I am currently writing allotment inspired recipes for Pastoral Artisan Cheese, Bread and Wine in Chicago - a "European-inspired neighborhood cheese, specialty food and wine shop offering the highest quality, cut-to-order domestic and international specialty cheeses, freshly baked breads, perfectly chosen accompaniments and small production wines, along with hand-crafted, cheese loving beers"
September issue 1
We are excited to introduce a series of recipes from our friend and fellow cheese-lover Jane McKay at the Merchant Park Community Garden. Each month, we'll feature a delicious recipe that marries our artisan cheeses and the seasonal, local produce from our own backyard in Chicago. Keep up to date with happenings at the Garden on their facebook page and keep checking in here for more great recipes and pairings.
Merchant Park Community Garden (MPCG) strives to provide an opportunity for neighbors and their children to work, play, learn and grow together. MPCG is not only for the benefit of our members, but also aims to benefit the community at large through outreach efforts such as donations to local food pantries. In short, MPCG is an oasis in the 30th ward - a backyard for us all.
The garden at this time of year has been groaning with fruit, providing us with a bountiful supply of tomatoes. Our hot Chicago summer, peppered with big rain showers, has allowed the plants to fruit abundantly.

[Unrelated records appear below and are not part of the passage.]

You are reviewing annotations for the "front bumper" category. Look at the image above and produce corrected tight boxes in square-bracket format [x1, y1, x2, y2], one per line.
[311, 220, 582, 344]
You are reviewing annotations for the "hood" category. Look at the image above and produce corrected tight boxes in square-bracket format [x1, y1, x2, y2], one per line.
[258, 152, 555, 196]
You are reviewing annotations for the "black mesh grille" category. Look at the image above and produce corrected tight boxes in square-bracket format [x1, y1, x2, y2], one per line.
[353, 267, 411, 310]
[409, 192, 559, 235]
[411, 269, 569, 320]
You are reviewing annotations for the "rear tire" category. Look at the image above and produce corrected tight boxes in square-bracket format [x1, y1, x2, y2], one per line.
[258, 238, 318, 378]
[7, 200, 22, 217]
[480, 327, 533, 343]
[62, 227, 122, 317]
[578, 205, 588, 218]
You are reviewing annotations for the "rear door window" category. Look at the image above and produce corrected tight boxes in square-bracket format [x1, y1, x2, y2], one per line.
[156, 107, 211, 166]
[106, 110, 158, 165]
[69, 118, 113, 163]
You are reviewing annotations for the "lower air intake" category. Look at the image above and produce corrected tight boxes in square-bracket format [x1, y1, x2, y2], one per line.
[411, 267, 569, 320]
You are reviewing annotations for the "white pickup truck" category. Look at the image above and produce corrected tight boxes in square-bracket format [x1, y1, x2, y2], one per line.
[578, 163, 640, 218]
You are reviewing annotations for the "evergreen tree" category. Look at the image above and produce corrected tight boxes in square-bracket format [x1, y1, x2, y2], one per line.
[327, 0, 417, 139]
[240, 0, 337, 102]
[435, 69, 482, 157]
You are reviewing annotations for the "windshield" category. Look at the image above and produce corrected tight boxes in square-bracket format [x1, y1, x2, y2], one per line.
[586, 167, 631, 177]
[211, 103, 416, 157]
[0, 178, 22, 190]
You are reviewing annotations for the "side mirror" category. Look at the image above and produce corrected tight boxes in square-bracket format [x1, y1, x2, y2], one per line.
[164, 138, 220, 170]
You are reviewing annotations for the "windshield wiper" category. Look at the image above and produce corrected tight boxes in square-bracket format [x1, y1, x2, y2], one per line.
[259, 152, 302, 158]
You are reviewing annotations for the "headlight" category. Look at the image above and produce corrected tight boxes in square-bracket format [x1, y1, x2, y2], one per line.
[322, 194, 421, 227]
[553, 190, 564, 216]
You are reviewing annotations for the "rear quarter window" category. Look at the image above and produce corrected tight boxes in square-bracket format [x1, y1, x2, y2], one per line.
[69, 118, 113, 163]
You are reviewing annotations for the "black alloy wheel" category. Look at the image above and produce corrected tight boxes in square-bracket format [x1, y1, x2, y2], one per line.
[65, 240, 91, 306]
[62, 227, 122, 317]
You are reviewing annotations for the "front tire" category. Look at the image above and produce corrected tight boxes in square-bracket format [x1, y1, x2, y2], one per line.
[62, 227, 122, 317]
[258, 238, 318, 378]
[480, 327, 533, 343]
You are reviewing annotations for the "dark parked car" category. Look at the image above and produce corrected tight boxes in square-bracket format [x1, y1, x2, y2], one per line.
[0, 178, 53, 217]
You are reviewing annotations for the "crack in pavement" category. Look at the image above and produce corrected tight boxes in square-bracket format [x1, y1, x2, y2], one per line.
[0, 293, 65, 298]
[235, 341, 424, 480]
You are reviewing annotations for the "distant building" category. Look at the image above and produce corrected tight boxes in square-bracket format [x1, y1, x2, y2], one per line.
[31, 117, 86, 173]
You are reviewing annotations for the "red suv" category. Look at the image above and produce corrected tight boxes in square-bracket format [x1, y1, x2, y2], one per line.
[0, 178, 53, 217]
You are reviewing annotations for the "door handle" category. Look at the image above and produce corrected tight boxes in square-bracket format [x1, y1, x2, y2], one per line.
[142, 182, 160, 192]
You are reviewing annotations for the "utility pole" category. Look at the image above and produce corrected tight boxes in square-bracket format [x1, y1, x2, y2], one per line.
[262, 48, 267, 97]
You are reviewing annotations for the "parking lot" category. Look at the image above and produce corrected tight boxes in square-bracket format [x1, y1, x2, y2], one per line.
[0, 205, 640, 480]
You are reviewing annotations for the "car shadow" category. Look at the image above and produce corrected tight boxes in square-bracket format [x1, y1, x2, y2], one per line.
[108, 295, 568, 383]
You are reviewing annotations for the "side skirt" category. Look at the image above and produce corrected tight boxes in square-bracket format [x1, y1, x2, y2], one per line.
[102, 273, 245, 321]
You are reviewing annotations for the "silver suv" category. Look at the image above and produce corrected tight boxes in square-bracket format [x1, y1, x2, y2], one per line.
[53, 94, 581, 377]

With heirlooms such as Reis brought from Wisconsin, to Black Prince, green and red Tigrella and of course Cherries, one way or another, tomatoes make their way into our weekly menu and when the season is over then in come the tinned or store bought alternatives. Imagine a year round diet without tomatoes? This year I will say "imagine a year without homegrown tomatoes".
The tomatoes coming from our vines are juicy, misshaped and tasty mouthwatering fruits. Aside from eating them straight from the vine, there are many ways to prepare tomatoes; from a simple salad of sliced fruit drizzled with olive oil and splashed with balsamic vinegar, (I recommend you use the best oil and vinegar that you can get. Try Frescobaldi Laudemio oil and La Vecchia balsamic, aged 10 years); to a fresh tomato sauce with such depth of flavor that all it requires is a bowl of spaghetti as a vehicle for eating.

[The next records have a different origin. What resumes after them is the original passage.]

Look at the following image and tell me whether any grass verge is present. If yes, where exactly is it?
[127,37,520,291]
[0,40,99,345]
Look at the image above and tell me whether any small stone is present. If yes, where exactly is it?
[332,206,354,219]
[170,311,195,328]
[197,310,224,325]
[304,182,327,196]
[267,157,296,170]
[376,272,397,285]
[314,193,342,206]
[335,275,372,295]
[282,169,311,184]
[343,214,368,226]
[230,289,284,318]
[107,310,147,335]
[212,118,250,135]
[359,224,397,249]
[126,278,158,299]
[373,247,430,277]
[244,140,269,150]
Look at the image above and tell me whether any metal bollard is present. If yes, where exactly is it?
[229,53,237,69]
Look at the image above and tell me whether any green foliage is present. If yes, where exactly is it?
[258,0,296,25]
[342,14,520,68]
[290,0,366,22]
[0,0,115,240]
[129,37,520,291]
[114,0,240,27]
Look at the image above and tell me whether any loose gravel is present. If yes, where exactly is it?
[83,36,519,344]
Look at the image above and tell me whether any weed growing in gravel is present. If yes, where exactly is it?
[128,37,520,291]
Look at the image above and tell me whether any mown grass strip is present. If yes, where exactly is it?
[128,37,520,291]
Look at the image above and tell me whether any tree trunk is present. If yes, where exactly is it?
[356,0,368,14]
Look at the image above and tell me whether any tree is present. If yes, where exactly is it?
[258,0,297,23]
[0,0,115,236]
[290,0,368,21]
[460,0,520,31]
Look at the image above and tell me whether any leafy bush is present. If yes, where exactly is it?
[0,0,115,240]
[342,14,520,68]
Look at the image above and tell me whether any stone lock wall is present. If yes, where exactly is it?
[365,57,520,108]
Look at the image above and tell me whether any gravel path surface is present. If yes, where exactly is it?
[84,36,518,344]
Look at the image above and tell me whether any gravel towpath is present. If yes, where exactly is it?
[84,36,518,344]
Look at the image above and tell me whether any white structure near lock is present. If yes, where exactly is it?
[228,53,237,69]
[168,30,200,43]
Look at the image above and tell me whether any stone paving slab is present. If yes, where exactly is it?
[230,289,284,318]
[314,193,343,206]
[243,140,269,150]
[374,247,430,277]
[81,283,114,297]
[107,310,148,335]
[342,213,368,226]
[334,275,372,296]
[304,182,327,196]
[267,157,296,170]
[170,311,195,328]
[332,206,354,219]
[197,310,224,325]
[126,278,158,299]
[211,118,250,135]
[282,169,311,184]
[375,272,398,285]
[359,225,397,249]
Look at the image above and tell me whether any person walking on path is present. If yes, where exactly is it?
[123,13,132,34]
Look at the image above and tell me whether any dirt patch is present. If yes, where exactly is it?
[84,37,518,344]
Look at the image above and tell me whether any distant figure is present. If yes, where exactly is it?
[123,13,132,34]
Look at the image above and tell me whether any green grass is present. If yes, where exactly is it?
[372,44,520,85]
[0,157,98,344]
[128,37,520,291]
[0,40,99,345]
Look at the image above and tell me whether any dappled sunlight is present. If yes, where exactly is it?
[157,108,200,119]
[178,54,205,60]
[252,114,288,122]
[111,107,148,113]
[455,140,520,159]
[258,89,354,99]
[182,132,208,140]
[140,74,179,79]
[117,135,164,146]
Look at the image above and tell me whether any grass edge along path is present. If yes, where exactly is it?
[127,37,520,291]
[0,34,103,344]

To pay homage to our ongoing first harvest, a Tarte fine aux tomates (Tomato Tart) is offered up. The tomatoes are sat on top of the tart which allows them to partially dry out during cooking, concentrating their already sweet and sharp flavors. Underneath, the tomatoes are cushioned by a delicious creamy, salty and fragrant mixture of grated Parmesan and soft goat cheese flecked with fresh basil. A fresh Aioli is the perfect addition. Eat the tart while it's still warm with a glass of crisp Rose wine such as Prestige Chateau Peuch Haut.
Tarte fine aux tomates
- 8 oz frozen puff pastry rolled to 12" circle
- 4 oz Parmesan grated (Sar Vecchio works well and of course the real deal Parmigiano Reggiano)
- 1 bunch basil
- 6 oz tub Prairie Fruits Farm fresh goat cheese
- 2 lbs tomatoes
Preheat the oven to 390 degrees F.
Roll the pastry to 12" and place on a baking sheet.
In a bowl grate the parmesan, tear in the basil, mix in the goat cheese and season
Spread the mixture onto the inner 8" circle of the pastry
Slice the tomatoes and lay them in ever decreasing circles from the outside edge of the pastry inwards, and upwards over the cheese mixture, using the top and bottom slices to prop up each circle as you move towards the the center.

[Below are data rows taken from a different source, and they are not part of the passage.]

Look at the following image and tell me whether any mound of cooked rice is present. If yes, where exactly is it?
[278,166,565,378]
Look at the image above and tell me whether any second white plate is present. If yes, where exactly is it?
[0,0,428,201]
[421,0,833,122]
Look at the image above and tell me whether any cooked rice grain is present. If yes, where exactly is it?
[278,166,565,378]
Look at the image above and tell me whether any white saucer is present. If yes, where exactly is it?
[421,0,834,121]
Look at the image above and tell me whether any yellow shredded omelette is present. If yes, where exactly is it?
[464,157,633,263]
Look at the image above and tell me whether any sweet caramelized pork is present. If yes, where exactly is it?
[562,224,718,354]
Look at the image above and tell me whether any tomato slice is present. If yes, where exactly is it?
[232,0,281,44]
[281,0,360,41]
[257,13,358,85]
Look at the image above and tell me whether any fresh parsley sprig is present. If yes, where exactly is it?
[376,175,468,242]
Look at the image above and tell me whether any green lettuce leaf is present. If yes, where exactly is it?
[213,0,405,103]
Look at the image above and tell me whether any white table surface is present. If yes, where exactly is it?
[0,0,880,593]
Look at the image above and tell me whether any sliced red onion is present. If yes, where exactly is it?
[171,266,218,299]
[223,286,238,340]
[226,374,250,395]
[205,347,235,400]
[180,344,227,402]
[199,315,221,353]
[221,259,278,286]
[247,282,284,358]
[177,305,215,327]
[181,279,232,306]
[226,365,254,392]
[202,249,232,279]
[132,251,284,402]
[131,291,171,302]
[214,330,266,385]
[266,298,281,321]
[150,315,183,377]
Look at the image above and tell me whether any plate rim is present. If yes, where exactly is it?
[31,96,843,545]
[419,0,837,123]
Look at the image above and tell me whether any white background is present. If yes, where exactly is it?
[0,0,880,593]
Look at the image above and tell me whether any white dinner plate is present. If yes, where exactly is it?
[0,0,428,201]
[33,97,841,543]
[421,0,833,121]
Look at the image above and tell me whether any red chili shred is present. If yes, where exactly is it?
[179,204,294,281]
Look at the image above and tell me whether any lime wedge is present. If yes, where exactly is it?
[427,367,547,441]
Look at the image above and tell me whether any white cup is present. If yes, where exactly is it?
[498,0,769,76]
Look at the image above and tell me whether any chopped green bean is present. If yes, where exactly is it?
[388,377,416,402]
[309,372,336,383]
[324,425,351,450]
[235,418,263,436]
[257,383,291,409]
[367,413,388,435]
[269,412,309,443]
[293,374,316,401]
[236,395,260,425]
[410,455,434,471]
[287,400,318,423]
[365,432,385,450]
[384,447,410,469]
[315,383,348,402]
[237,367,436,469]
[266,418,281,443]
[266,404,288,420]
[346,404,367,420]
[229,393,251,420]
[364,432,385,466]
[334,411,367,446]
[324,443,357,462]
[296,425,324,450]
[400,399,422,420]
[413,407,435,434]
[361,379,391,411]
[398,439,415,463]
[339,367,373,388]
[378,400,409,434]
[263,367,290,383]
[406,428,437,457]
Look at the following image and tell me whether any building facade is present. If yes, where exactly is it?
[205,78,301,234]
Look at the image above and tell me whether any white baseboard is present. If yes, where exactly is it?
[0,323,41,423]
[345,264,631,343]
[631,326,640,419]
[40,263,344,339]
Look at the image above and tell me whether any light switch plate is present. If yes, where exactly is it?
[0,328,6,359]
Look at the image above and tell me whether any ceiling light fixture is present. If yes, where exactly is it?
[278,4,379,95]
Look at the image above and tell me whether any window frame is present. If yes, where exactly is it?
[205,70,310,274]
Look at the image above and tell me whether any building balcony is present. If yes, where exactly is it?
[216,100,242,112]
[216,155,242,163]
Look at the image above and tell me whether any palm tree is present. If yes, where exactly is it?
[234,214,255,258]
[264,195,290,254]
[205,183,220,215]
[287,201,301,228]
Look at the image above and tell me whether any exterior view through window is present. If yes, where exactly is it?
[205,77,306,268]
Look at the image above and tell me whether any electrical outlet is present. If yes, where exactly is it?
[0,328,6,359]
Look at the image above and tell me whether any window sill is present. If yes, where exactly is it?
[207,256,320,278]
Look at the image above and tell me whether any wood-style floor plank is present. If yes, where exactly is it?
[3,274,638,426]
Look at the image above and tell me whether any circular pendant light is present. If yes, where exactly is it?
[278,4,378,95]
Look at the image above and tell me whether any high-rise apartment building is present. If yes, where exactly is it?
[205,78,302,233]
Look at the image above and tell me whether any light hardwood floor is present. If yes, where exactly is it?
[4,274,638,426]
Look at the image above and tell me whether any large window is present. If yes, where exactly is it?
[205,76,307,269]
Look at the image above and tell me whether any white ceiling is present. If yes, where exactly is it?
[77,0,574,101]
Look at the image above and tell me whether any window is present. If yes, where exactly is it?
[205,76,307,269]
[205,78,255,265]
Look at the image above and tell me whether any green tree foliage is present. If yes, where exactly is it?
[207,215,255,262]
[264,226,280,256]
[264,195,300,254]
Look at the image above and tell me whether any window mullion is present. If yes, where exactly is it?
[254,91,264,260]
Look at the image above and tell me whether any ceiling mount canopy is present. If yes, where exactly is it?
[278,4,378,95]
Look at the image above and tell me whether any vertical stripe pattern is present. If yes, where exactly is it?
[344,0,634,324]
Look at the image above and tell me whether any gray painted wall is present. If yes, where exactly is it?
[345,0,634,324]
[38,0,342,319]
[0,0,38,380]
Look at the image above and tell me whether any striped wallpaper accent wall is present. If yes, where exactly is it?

Bake at 390 degrees F for 25 minutes, and then for a further 45 minutes at 340 degrees F.
- 2 egg yolks
- 1 tsp water
- 1 tsp dijon mustard
- 12 ounces/350ml olive oil (or half the amount of olive to half vegetable oil)
- 3 crushed cloves of garlic
Put the egg yolks into a basin, add the water and mustard
Start whisking a drizzle of olive oil until incorporated ensuring the mixture doesn't split. Add the oil in small amounts whisking continuously until the mixture becomes firm.
Mix in the crushed garlic and season to taste
Alternatively the aioli can be made in a small food processor by adding the oil slowly while blending
Jane McKay is a member of the Merchant Park Community Garden - "a backyard for us all"
Everything we grow is within 8' x 8' raised beds, constructed by the members in May 2011. Each raised bed has a dedicated owner for a year and all of our produce is organically grown.